Воду в сад он пустил вчера ближе к закату. До позднего вечера отворял ей то одни, то другие пути. Вода послушно разбредалась по мелким арычкам: при спадающей жаре струилась под яблони и гранатовые кусты, потом под виноградник и к неглубоким корням персиковых деревьев, а напоследок, когда на сад легли синие сумерки, — в цветник.
Прошла ночь, земля подсохла.
Он снова неторопливо поплевал на ладони.
Суглинок схватился некрепкой коркой, и блестящая пластина кетменя вонзалась в него с коротким аханьем. Нужно позволить корням вдохнуть воздух. Кетмень поднимался и падал, поднимался и падал, и на каждые два его сверкания Рахматулло делал маленький шажок, переступая ногами, обутыми в старые калоши.

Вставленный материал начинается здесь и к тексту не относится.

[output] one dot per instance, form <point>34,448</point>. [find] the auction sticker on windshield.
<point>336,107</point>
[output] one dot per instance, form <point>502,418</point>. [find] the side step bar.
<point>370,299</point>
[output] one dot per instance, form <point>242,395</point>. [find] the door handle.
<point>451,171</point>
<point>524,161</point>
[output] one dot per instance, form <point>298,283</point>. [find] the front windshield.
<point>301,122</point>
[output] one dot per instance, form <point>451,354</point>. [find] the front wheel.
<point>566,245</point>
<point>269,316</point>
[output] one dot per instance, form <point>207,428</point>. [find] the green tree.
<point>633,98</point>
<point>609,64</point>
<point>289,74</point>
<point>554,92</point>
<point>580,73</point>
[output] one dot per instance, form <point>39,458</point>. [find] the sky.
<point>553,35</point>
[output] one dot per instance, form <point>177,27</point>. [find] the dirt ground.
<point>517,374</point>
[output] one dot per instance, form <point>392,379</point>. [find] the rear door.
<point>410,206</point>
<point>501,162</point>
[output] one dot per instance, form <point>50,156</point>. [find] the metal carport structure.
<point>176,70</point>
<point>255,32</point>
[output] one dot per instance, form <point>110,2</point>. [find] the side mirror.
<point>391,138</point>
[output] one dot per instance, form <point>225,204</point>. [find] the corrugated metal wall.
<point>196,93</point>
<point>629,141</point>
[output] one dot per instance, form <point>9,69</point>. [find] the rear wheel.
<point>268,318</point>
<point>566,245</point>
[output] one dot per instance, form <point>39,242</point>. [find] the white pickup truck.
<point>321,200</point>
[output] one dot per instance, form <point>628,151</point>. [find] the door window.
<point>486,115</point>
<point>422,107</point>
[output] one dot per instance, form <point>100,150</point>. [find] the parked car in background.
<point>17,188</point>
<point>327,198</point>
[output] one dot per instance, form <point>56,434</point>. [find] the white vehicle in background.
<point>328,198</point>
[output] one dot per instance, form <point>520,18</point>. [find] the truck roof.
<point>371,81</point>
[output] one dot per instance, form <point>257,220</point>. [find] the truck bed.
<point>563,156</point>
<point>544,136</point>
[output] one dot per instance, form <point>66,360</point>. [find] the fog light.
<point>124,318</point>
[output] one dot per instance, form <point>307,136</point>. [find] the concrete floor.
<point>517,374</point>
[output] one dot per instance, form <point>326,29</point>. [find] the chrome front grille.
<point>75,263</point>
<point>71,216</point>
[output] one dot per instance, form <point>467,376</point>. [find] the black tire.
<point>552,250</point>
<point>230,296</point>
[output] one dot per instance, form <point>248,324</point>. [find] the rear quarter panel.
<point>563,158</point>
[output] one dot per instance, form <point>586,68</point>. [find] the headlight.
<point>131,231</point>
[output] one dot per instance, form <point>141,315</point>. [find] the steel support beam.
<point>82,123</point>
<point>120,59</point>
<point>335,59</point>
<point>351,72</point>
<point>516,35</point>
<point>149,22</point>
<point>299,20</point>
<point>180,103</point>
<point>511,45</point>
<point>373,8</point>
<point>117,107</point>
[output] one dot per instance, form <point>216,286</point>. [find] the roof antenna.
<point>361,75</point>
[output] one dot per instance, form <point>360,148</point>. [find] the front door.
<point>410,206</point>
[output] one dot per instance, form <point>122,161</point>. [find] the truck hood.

Сколько себя помнил, жизнь всегда делилась на простые отрезки времени: между двумя ударами кетменя, когда рыхлишь землю под яблонями; между двумя шагами, если гонишь скотину или возвращаешься с поля; между двумя следующими друг за другом бросками вил и взмахами серпа.
Работая, он насвистывал себе под нос одну и ту же бесконечную мелодию — фью-фью-фью, фью-фью-фью… Мысли текли, цепляясь друг за друга, как весной цепляются облака, стекающие на город с холмов. Весна прошла. Дождей давно не было и уже не будет до поздней осени. Это кажется, что долго: не успеешь оглянуться — зима. Надо бы запасти пару мешков муки и несколько бидонов масла. А то потом хватишься — ан уже нету. Или втридорога. Цены растут. Ох, цены, цены… Слава богу, своим людям Карим Бухоро, дай ему бог здоровья, платит зелеными. И Хуршед за свою стряпню, и Музафар, и он, садовник Рахматулло, — все получают зелеными. Наверное, и охранники тоже. Да ну, что там — наверняка зелеными. С ними разговаривать запрещено. Они и во дворе-то редко появляются. Один, правда, всегда торчит у ворот. А остальные — только когда хозяин выезжает. Да, конечно, они тоже получают зелеными… Вой-вой, какие все-таки разные бывают деньги! Вот он имеет в месяц одну зеленую бумажку — и живет так, что ему завидует вся махаля. Только и слышно — как разбогател Рахматулло, когда Карим взял его к себе садовником!.. Конечно, в чужих руках лепешка всегда белее. Но, с другой стороны, и впрямь: другие носят с базара рубли толстыми пачками — а что толку? Через день на базаре же и оставишь… Доллар — он и есть доллар. Хотя как посмотреть. В шестьдесят первом, когда вернулся из армии, дедушка Назри подарил ему новую сторублевку. Тоже была вещь! Не слабей теперешней зеленой. И где, спрашивается, дед ее взял? Так и не признался, только посмеивался — мол, ладно, ладно, не приставайте. Мол, не каждый день внук из армии приходит. На вот, мол, купи себе чего-нибудь… Спасибо ему. Сколько времени прошло. Рахматулло сам теперь дед — две внучки, не шутка. А дедушка Назри умер. Совсем старенький был… Как это получается? Живет человек, живет, ходит, говорит, делает разные дела, а потом раз — и готово. Уже на кладбище. Нету. Исчез… Как-то странно. Разве может что-нибудь исчезнуть? Да хоть бы самые простые вещи взять. Вот пустил вчера воду. Она была: текла, журчала, поблескивала. А теперь нету. Но ведь никто не скажет, что вода исчезла! Никуда не исчезла, хоть ее нынче и не видно. В корни пошла, в листву… А человек, выходит, прямо-таки берет и исчезает? Разве он проще воды? Разве можно сравнить человека и простую воду? Нет, наверное, здесь что-то не так…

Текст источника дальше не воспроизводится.